Cary Grant is great in his role as the baffled but very clever advertising man, who becomes the target of the villains and a means to an end to the FBI. Sometimes Grant can just walk through a film looking good, but here his character is developed more and it makes the actor more interesting too. Eva Marie Saint is the usual (or should I say compulsory?) Hitchcock blond, but her open need to bed Thornhill (Grant) immediately and then later her Scandinavian-like stern love for him are nicely dished out by her. I'll watch it again sometime.
The pain of being blamed for something, or some action being attributed to myself, an action which one is completely innocent of, is trying. This applies to things you might say. Only this week, a quote of mine, passed on by someone to someone else, the someone else then claiming to be the receiver of said quote, passed the quote on to someone else (2), who passed on the quote to someone else (3). By the time someone else 3 passed the quote back to me, context and meaning had completely altered. So, I had to then spend time correcting the misquote and relieving myself of any unjust cause of discontent my misquote may have caused. You see how easily things get twisted?
However much annoyance this may have caused me, it's nothing compared to the level of blame attributed to Roger O. Thornhill (Cary Grant) in North By Northwest. First, he's mistaken for someone else which leads him to being kidnapped, then he is force-fed copious amounts of alcohol and then almost murdered. Then he's wanted for a very public murder of which he's innocent, so he has to go on the run. Next Thornhill falls in love with the very forward Eve Kendall (Eve Marie Saint) who turns out to be the squeeze for the very dodgy Phillip Vandamm (James Mason) who was the guy who got Thornhill into this mess to start with. Confused? Just imagine how Roger feels, even though he is the most impeccably dressed advertising executive in the history of the movies.

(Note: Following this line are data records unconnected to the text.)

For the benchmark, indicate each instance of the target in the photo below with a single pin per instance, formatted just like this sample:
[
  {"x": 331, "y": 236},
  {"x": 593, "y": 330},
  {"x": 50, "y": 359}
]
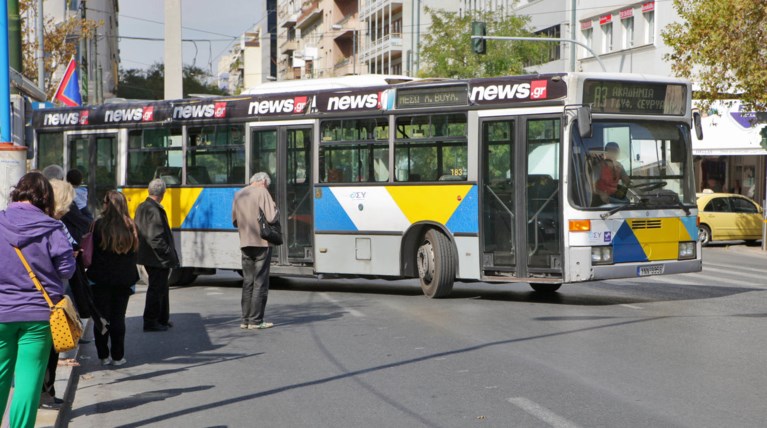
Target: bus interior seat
[
  {"x": 197, "y": 175},
  {"x": 238, "y": 175},
  {"x": 169, "y": 174}
]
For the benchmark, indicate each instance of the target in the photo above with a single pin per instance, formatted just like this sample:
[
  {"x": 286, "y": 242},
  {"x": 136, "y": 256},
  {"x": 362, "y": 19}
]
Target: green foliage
[
  {"x": 447, "y": 48},
  {"x": 720, "y": 45},
  {"x": 150, "y": 85}
]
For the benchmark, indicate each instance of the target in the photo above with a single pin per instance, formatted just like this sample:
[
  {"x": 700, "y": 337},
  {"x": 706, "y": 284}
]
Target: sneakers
[{"x": 261, "y": 326}]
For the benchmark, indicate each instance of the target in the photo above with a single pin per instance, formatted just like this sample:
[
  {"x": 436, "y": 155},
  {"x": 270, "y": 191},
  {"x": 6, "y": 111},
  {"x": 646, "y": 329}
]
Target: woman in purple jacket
[{"x": 25, "y": 333}]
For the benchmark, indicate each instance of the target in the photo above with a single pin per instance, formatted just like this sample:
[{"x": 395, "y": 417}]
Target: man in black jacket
[{"x": 157, "y": 252}]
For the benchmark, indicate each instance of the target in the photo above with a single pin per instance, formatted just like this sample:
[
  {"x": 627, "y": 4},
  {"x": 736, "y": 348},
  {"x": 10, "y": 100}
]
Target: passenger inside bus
[{"x": 610, "y": 174}]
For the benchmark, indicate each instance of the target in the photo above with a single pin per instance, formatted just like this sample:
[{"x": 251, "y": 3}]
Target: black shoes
[{"x": 155, "y": 327}]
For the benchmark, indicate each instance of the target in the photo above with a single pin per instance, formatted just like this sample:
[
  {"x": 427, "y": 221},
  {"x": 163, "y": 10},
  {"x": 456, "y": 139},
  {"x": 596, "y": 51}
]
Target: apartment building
[{"x": 99, "y": 56}]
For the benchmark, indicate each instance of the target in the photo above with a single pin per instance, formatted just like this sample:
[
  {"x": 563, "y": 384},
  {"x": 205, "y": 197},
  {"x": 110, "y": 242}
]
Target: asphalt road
[{"x": 681, "y": 351}]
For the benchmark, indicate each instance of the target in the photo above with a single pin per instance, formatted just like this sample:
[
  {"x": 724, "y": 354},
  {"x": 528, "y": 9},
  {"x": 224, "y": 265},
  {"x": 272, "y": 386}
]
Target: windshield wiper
[{"x": 641, "y": 204}]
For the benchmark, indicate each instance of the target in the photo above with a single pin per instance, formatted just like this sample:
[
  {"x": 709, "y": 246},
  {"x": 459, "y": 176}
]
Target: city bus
[{"x": 488, "y": 179}]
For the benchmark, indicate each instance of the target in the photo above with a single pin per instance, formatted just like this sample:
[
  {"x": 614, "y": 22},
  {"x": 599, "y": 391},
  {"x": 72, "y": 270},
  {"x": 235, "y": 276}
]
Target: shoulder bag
[
  {"x": 271, "y": 232},
  {"x": 86, "y": 246},
  {"x": 66, "y": 327}
]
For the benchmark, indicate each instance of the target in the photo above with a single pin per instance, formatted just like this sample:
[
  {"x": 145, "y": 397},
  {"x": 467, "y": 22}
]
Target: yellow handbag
[{"x": 66, "y": 327}]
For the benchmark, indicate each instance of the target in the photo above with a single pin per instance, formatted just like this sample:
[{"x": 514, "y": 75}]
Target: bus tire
[
  {"x": 436, "y": 265},
  {"x": 704, "y": 234},
  {"x": 181, "y": 276},
  {"x": 545, "y": 288}
]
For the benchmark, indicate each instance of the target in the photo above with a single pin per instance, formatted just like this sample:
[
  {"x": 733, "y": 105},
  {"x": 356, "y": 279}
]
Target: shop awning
[{"x": 728, "y": 131}]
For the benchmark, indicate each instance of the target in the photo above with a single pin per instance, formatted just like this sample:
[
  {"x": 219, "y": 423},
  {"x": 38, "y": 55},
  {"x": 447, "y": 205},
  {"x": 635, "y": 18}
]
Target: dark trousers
[
  {"x": 112, "y": 305},
  {"x": 50, "y": 373},
  {"x": 255, "y": 283},
  {"x": 157, "y": 307}
]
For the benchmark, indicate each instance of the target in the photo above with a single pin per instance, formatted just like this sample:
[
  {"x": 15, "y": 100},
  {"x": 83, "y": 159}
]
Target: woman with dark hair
[
  {"x": 113, "y": 274},
  {"x": 25, "y": 332}
]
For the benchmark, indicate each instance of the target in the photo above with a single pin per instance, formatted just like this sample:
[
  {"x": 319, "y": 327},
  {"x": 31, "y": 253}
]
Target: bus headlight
[
  {"x": 602, "y": 255},
  {"x": 687, "y": 250}
]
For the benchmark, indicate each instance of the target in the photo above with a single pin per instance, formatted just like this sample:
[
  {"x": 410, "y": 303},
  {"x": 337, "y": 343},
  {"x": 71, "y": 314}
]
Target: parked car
[{"x": 728, "y": 217}]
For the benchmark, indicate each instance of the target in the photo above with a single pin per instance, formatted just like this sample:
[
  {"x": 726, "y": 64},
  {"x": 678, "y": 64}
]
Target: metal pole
[
  {"x": 174, "y": 87},
  {"x": 545, "y": 39},
  {"x": 572, "y": 35},
  {"x": 5, "y": 78},
  {"x": 40, "y": 47}
]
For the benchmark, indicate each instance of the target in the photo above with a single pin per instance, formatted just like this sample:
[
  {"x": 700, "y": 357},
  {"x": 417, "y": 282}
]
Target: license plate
[{"x": 650, "y": 270}]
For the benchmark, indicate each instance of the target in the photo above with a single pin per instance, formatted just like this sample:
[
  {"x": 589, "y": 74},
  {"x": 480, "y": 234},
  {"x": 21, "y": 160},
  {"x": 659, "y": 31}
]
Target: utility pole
[
  {"x": 40, "y": 47},
  {"x": 572, "y": 35},
  {"x": 84, "y": 58},
  {"x": 5, "y": 77},
  {"x": 174, "y": 83}
]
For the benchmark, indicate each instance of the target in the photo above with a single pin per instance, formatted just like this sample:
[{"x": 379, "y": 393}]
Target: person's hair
[
  {"x": 117, "y": 231},
  {"x": 156, "y": 187},
  {"x": 75, "y": 177},
  {"x": 34, "y": 188},
  {"x": 63, "y": 195},
  {"x": 53, "y": 172},
  {"x": 261, "y": 176}
]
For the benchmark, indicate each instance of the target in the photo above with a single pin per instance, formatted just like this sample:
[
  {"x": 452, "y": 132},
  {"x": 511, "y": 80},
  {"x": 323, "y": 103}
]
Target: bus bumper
[{"x": 640, "y": 270}]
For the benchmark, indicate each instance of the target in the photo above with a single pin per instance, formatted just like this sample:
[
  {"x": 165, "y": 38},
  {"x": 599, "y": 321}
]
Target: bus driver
[{"x": 611, "y": 172}]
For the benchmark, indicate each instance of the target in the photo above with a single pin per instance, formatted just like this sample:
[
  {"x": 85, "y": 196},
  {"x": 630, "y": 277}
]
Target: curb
[{"x": 67, "y": 378}]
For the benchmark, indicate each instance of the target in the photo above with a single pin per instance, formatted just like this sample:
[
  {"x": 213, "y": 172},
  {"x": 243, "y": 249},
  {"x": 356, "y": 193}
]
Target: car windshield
[{"x": 631, "y": 163}]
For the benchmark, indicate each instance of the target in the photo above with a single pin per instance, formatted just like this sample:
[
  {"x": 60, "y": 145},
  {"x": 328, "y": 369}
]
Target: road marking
[
  {"x": 541, "y": 413},
  {"x": 734, "y": 271},
  {"x": 352, "y": 312},
  {"x": 707, "y": 265},
  {"x": 626, "y": 305}
]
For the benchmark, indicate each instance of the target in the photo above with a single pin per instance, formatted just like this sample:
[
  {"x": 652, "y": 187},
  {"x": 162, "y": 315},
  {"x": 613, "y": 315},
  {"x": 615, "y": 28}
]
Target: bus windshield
[{"x": 631, "y": 162}]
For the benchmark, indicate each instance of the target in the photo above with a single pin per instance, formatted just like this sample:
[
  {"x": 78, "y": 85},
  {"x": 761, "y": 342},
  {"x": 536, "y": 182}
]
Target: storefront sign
[
  {"x": 627, "y": 13},
  {"x": 648, "y": 7}
]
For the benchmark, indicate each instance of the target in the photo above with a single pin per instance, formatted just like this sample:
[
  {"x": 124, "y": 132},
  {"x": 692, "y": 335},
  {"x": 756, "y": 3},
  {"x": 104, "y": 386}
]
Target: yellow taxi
[{"x": 728, "y": 217}]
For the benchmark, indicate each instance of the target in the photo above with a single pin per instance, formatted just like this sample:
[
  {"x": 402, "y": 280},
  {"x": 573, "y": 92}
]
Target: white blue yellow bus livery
[{"x": 543, "y": 179}]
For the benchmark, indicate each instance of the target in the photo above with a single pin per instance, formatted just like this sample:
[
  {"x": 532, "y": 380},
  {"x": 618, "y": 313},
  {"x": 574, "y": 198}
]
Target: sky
[{"x": 214, "y": 25}]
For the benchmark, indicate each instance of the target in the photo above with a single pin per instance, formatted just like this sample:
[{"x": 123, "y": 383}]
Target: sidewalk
[{"x": 65, "y": 374}]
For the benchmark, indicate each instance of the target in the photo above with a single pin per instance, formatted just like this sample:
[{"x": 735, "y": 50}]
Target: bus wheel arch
[{"x": 429, "y": 254}]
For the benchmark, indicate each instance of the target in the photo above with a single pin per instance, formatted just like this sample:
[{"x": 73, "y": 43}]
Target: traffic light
[{"x": 479, "y": 46}]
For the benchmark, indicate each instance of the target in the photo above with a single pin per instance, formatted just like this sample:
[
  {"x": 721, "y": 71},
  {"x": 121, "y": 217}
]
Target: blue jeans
[{"x": 255, "y": 283}]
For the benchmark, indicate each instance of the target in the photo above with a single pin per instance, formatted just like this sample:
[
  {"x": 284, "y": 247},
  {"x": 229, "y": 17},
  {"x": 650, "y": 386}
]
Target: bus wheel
[
  {"x": 436, "y": 265},
  {"x": 704, "y": 234},
  {"x": 545, "y": 288},
  {"x": 181, "y": 276}
]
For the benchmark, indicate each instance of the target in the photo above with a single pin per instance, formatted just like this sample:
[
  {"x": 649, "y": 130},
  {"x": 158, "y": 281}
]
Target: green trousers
[{"x": 24, "y": 350}]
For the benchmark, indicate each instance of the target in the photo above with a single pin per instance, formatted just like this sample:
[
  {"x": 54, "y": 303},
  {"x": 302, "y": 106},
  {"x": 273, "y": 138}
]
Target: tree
[
  {"x": 447, "y": 48},
  {"x": 60, "y": 41},
  {"x": 720, "y": 45},
  {"x": 150, "y": 84}
]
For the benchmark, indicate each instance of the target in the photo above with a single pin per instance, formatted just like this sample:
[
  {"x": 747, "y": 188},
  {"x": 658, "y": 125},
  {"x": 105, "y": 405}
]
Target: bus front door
[
  {"x": 520, "y": 213},
  {"x": 95, "y": 155},
  {"x": 285, "y": 153}
]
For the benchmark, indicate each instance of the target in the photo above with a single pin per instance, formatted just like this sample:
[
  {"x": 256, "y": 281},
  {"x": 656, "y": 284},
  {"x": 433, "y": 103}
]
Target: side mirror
[
  {"x": 584, "y": 121},
  {"x": 696, "y": 123}
]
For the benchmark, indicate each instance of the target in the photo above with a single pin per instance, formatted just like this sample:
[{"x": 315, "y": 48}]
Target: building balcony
[
  {"x": 289, "y": 46},
  {"x": 390, "y": 42},
  {"x": 290, "y": 21},
  {"x": 308, "y": 16},
  {"x": 369, "y": 7}
]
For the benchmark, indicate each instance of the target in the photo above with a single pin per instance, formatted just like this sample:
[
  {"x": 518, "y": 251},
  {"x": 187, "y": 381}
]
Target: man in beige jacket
[{"x": 256, "y": 253}]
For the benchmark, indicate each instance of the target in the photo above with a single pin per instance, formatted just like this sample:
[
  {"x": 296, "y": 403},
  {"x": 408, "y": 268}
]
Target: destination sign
[
  {"x": 610, "y": 96},
  {"x": 432, "y": 97}
]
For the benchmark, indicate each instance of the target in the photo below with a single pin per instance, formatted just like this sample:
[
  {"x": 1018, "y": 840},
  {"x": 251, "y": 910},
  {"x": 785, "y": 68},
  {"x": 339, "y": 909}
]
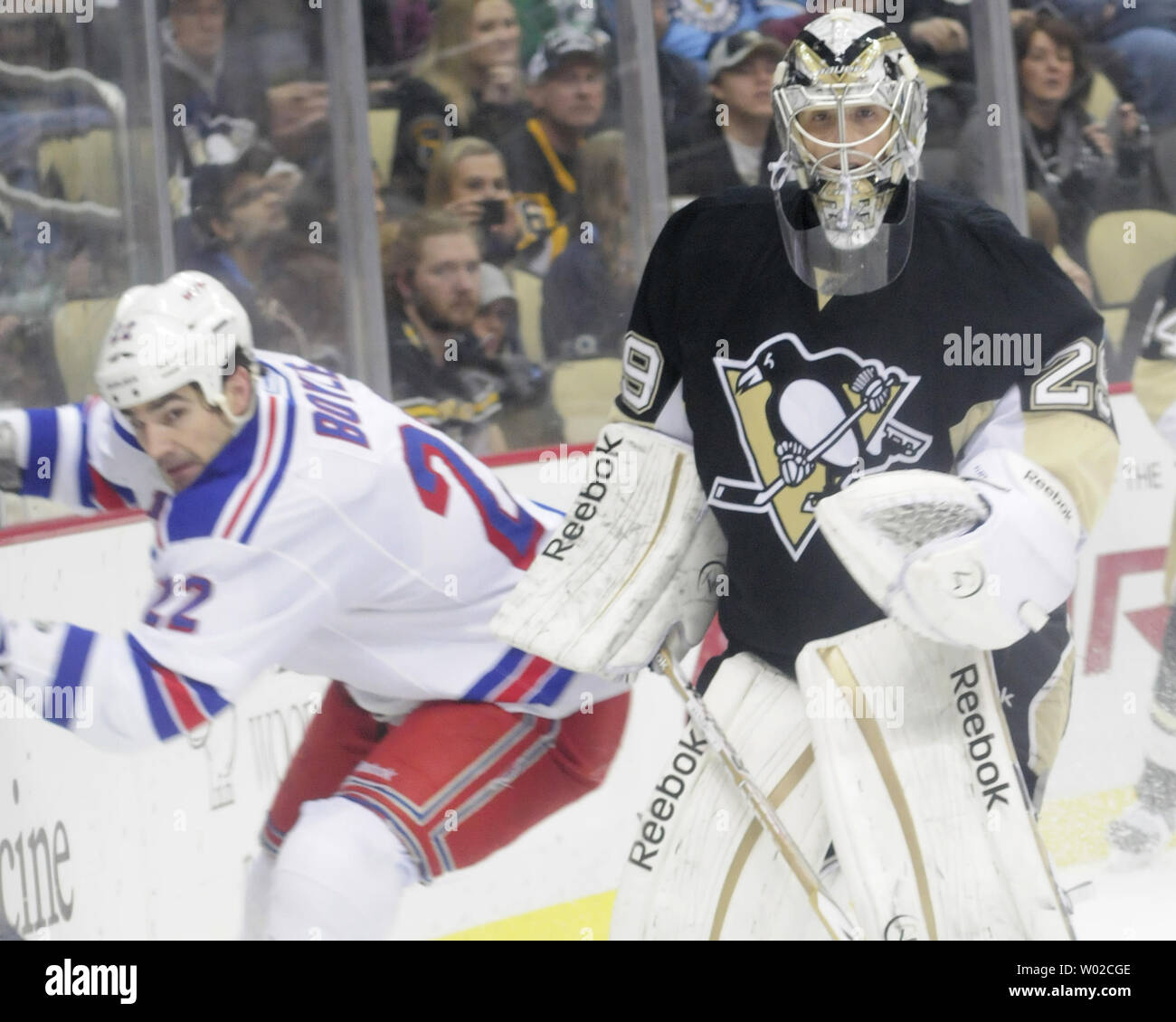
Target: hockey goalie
[{"x": 889, "y": 533}]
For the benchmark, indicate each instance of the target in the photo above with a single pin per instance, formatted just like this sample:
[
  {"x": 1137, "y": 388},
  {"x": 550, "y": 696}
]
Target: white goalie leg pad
[
  {"x": 339, "y": 875},
  {"x": 929, "y": 813},
  {"x": 258, "y": 882},
  {"x": 628, "y": 563},
  {"x": 972, "y": 560},
  {"x": 700, "y": 866}
]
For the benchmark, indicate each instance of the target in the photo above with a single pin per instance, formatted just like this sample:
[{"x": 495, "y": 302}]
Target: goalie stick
[
  {"x": 742, "y": 494},
  {"x": 834, "y": 919}
]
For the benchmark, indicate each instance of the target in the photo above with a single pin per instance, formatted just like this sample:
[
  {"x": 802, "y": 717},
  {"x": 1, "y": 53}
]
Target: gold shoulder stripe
[{"x": 977, "y": 415}]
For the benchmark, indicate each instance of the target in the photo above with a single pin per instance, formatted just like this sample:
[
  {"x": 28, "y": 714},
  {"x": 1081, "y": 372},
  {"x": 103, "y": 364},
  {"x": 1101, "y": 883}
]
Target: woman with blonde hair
[
  {"x": 474, "y": 59},
  {"x": 469, "y": 176},
  {"x": 589, "y": 289}
]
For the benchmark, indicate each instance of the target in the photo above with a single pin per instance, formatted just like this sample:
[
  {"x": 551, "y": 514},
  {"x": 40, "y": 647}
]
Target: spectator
[
  {"x": 497, "y": 322},
  {"x": 394, "y": 32},
  {"x": 213, "y": 102},
  {"x": 473, "y": 59},
  {"x": 420, "y": 134},
  {"x": 242, "y": 223},
  {"x": 681, "y": 89},
  {"x": 697, "y": 24},
  {"x": 1080, "y": 167},
  {"x": 589, "y": 289},
  {"x": 469, "y": 178},
  {"x": 732, "y": 141},
  {"x": 239, "y": 213},
  {"x": 439, "y": 374},
  {"x": 567, "y": 90}
]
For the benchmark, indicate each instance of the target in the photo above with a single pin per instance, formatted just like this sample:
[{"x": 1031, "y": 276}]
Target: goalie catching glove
[
  {"x": 631, "y": 564},
  {"x": 976, "y": 559}
]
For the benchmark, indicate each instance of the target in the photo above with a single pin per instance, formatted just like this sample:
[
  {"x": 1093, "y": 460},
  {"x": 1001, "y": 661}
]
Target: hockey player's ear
[
  {"x": 404, "y": 284},
  {"x": 239, "y": 391}
]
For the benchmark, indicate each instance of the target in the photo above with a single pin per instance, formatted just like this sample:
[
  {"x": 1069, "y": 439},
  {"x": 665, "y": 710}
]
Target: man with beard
[
  {"x": 439, "y": 372},
  {"x": 567, "y": 90}
]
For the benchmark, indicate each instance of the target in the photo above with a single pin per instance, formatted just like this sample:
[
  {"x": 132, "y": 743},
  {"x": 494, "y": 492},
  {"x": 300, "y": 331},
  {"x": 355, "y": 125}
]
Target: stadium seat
[
  {"x": 1117, "y": 266},
  {"x": 383, "y": 128},
  {"x": 1116, "y": 324},
  {"x": 86, "y": 166},
  {"x": 78, "y": 332},
  {"x": 583, "y": 392},
  {"x": 933, "y": 79}
]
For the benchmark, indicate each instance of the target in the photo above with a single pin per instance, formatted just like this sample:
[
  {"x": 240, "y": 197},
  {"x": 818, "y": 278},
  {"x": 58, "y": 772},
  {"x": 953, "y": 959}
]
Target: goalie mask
[{"x": 851, "y": 116}]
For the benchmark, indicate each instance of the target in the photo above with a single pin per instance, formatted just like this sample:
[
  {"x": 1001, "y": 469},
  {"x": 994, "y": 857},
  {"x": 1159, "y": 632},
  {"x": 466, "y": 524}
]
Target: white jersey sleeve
[
  {"x": 81, "y": 455},
  {"x": 232, "y": 611}
]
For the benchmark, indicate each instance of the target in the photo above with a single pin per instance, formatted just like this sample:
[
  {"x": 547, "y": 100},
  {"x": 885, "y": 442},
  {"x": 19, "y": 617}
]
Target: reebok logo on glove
[{"x": 967, "y": 702}]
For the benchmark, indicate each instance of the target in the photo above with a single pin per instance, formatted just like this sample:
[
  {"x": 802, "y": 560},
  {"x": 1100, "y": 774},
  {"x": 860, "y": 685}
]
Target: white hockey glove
[
  {"x": 976, "y": 559},
  {"x": 10, "y": 443},
  {"x": 633, "y": 563}
]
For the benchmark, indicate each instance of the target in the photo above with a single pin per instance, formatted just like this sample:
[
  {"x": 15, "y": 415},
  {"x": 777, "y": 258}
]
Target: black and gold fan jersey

So North By Northwest, on this 20th or so viewing for me, just keeps getting better. Here Hitchcock presents us the essence of his style of film making. Hitchcock's imagination has never been so well visualized on the screen, the numerous iconic set peaces including the Mount Rushmore finale and the crop duster plane pursuing Grant. Still, Hitchcock finds enough space here to include weird shot after weird shot, without disrupting the flow. The black humor (Earnest Lehman supplies Hitchcock with one of his best scripts) is always on the money, the dialogue sharp. A great Bernhard Hermann score keeps the action moving. At the center of all this is Grant, the perfect leading man who knows how to wear a suit. North By Northwest sets the standard for all action/suspense thrillers to follow, it's still king. This is pure cinema entertainment, if you've somehow missed this, do yourself a favor.